I experienced my first crippling bout of depression during the fall semester of my junior year at NYU Abu Dhabi. I'd been going to therapy since the year before, and it had stopped being helpful. Not because my therapist was lacking. In fact, I am still grateful to him for helping me stay afloat for a long, long time. But this was beyond what weekly counseling sessions could fix.
My depression did not hit me all at once. It was subtle, like days and days of annoying not-quite-rain, not-quite-drizzle frizzing up my hair. I first started sleeping a lot — during the day when I should have been in class and early in the night when I should have been having dinner.
I didn't think much of it at the time. I justified my sleeping by telling myself I didn’t have much to do, and that my best friend and roommate were doing the same. But it got to the point where others started noticing. I remember a conversation I had with one of my senior friends at the time, who told me, "Roshni, I think you have narcolepsy. Whenever I stop by your apartment you're asleep.” She didn't say it nicely. It was more accusatory, as though something was wrong with me and I was ignoring it.
When my therapist first suggested medication — he knew, I think, far before I did that this was not just me being tired — I rejected the idea. I had grown up thinking that people who claimed mental illness were just blaming their life circumstances on something else. But really, in the back of my mind, I knew I was trying to die. I would fall asleep in the bathtub and wake up to my roommate banging on the bathroom door. I would deprive myself of food because sleeping seemed like a better use of my time.
When my panic attacks started, I began wondering if maybe I had been wrong all along and that everything really was beyond my control. For those who have never had a panic attack, this is how I can best describe it: it feels like you're drowning and there is nowhere to come up for air, no matter how hard you try swimming to shore.
So I caved. I got a combo psychologist/psychiatrist deal and started my first round of antidepressants. And boy, did it change my life.
The best way to describe how is with another anecdote. During my first week of RA training of senior year, I noticed I was having trouble reading presentation slides in our meetings. Someone suggested getting my eyes checked, so I did. When I first put on my glasses, it felt like a change in technology. Like my life had been some sad VCR tape, and now everything was in high definition.
That is how going on meds felt. I wasn't suddenly cured and happy and normal again. But things seemed sharper, more tangible. I no longer felt like I was swimming in a shallow pond when I could have been walking all along.
Since then, my life has not been without trouble. I have been sad and lonely and miserable on meds. I recently moved to Shanghai all on my own and learned that you can be sad and unhappy without being depressed.
Sadness and depression are not always mutually exclusive, but they can be. People throw around the phrase, "I'm depressed," all the time, but I have come to learn that depression is not just — or at all — sadness. Even so, the phrase is used so nonchalantly that it makes me cringe whenever I hear it.
But that is just a scratch on the surface when it comes to things people have told me since my diagnosis and subsequent treatment. The most common one is, "It's all in your head. Think of how many people have it so much worse than you."
First of all, yes, it is all in my head. Mental illness can be a product of genetics, environmental exposure before birth, brain chemistry or a combination of these factors. Your brain with mental illness is actually different from that of someone without it.
Second, I know that so many people have it much worse than me. Not only am I painfully aware of this fact, but I also want to kick myself because I know I have no reason to feel this wretched.

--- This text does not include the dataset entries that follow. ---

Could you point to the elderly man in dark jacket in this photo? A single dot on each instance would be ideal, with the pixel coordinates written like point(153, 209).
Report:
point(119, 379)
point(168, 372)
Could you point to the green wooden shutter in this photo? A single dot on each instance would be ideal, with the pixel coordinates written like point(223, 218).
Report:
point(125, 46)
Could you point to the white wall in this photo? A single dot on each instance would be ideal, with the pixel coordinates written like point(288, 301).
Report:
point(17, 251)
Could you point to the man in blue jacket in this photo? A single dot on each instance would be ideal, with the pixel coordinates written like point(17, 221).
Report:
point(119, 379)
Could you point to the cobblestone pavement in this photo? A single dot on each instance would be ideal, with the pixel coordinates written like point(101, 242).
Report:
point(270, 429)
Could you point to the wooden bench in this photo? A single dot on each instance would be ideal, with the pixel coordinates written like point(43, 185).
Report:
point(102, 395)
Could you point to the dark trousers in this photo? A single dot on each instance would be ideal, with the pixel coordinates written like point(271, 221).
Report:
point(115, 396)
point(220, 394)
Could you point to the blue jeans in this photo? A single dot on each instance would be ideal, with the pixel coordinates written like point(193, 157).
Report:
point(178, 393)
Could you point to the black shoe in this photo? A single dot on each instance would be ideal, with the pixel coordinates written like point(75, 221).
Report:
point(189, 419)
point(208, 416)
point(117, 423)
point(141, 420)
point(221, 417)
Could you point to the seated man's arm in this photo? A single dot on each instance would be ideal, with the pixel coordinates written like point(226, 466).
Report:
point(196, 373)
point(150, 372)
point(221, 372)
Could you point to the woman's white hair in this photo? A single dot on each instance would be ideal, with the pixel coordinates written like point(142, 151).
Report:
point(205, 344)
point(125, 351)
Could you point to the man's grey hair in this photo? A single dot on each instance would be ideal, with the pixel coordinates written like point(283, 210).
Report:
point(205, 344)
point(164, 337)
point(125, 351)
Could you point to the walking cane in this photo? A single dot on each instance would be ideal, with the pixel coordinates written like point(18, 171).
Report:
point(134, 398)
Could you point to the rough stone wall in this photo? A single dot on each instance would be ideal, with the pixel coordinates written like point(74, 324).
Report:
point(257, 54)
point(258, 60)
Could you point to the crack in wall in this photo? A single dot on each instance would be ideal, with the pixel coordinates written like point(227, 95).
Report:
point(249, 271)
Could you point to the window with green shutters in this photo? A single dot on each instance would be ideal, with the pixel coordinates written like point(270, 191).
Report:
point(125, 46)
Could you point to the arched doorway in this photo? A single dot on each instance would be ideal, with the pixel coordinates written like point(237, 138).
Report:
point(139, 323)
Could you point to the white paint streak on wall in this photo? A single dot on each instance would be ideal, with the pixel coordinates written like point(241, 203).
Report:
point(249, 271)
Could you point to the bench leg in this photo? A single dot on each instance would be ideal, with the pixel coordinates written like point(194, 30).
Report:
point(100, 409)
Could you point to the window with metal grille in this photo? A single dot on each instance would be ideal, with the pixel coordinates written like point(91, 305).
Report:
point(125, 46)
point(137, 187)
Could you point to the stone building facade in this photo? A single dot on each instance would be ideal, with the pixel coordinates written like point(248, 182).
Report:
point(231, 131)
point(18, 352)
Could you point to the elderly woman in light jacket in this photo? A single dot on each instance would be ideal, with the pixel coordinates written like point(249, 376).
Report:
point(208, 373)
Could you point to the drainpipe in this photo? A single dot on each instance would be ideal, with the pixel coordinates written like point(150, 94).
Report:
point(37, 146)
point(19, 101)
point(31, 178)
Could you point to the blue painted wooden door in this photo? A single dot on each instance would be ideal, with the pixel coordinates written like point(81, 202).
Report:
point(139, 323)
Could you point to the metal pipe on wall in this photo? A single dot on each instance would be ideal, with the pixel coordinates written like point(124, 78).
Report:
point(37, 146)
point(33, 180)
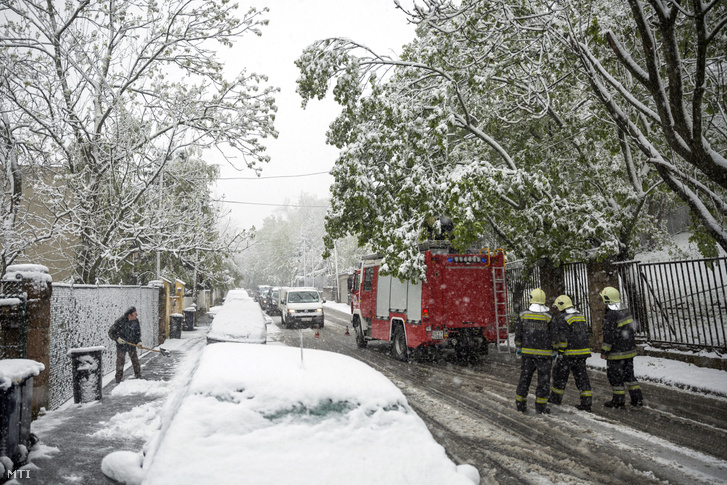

The less common and more hurtful things I have heard came from people I love. Recently, I went through a traumatic experience that felt like someone was dunking my head in a toilet repeatedly with no chance to come up for air. Afterwards, I locked myself in my apartment and refused to talk to anyone I didn't absolutely have to communicate with. It was around this time when I overheard a conversation between two people I loved very much. It went something like this:
"You know she's making this out to be a bigger deal than it actually is because of her problems, right?"
"Well, she's always had issues, and she knows it and we know it, so I'm not really surprised at all. Everything with her is always dramatic."
Ouch. I know I'm not the only one who has lived to hear comments like this about their struggle with mental illness. The friends I feel the closest to are the ones who have also experienced being dismissed by their loved ones and being diminished for something they can't even control.
Mental illness has been relegated to a notch below physical illness, which is frustrating to watch and experience. It has been hard to live with, especially at NYUAD. I think the strength derived from our school's diversity can often become its weakness too, especially when it comes to conversations surrounding mental health.
In a place where your secrets are often not your own, it's hard to navigate how to support yourself and simultaneously contribute positively to the conversation around mental health. Add on to that the university’s limited counseling resources, and you have a place where the water is constantly nearing a boil with nowhere to spill onto.
While the university strives to provide more and more resources to address mental health, like the wonderful work of the peer support group REACH, so much more can be done to minimize stigma. I don't claim to have the knowledge or ultimate say on how to do this. But I know what has helped me: friends who take the time to learn how to support me at my lowest, professors who understand that a mental health day is often just as important as a sick day and people who never make me feel like a lesser human being because of the chemical imbalance in my brain. On the hardest days, that is all you can hope for.